I first heard a tantalizing sample of Gibson’s music when Criss X Cross #3 was included on the amazing collection, From the Kitchen Archives Vol. 1: New Music, New York 1979. Now, John Zorn’s alternately brilliant and maddening (but still a national treasure) Tzadik record label has issued a live concert (recorded at a cathedral in Paris in 1979) documenting a more substantial chunk of Gibson’s solo work. Criss X Cross #3 is there, along with #1 and #4, which are all performed on solo soprano saxophone. While the notes played are apparently derived from numerical systems (represented by that cool image on the cover of the CD, also by Jon Gibson), there is nothing mathematical or clinical sounding about this music. In fact, Criss X Cross sounds a little like a La Monte Young/Paul Desmond-ish hybrid with its jazzy intervals and loose improvisational rhythmic feel.
Also included is Equal Distribution #1 for “flute with harmonizer”, and, while at first it’s fun to hear the solo flute melody transformed into chords by this machine, it gets kind of old after a while (unfortunately, long before the 20 minute piece ends).
For me, the highlight of this concert is the opening track, Call, for solo alto flute (here’s that wonderful rare instrument again). This serene, organic, incantory piece is mysteriously captivating, weaving a hypnotic thread of melody that has an almost Native American character.

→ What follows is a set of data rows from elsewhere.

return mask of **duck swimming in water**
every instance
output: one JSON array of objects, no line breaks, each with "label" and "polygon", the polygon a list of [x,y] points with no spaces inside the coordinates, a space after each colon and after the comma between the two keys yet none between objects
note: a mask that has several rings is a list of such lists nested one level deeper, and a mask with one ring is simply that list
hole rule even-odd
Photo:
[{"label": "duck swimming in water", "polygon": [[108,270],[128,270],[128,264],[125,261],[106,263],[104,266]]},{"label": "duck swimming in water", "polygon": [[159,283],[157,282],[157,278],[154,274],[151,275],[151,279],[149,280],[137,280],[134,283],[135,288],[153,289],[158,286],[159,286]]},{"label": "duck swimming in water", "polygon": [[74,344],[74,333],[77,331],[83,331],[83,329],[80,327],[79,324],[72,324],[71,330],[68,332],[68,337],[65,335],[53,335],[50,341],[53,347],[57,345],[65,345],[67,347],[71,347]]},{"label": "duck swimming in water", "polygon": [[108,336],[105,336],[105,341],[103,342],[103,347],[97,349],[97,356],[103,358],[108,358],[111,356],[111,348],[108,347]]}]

Uncovering the long lost music of Jon Gibson reminds us that there was more to the musical revolution now labeled as “minimalism” than the higher-profile works of Glass, Reich, Riley, and John Adams, and also how far most of these composers have drifted away from the stripped-down aesthetic of the movement’s early years. Jon Gibson’s subtle yet remarkable music reveals a searching, unique talent that blends composition and improvisation, electric and organic, rigid structure and freedom of choice, visual and audio, mathematics and spirituality (no, not THAT kind of “spirituality”… that’s the other Jon Gibson, remember?).
This is genuine, unaffected, beautiful music ripe for rediscovery… seek it out.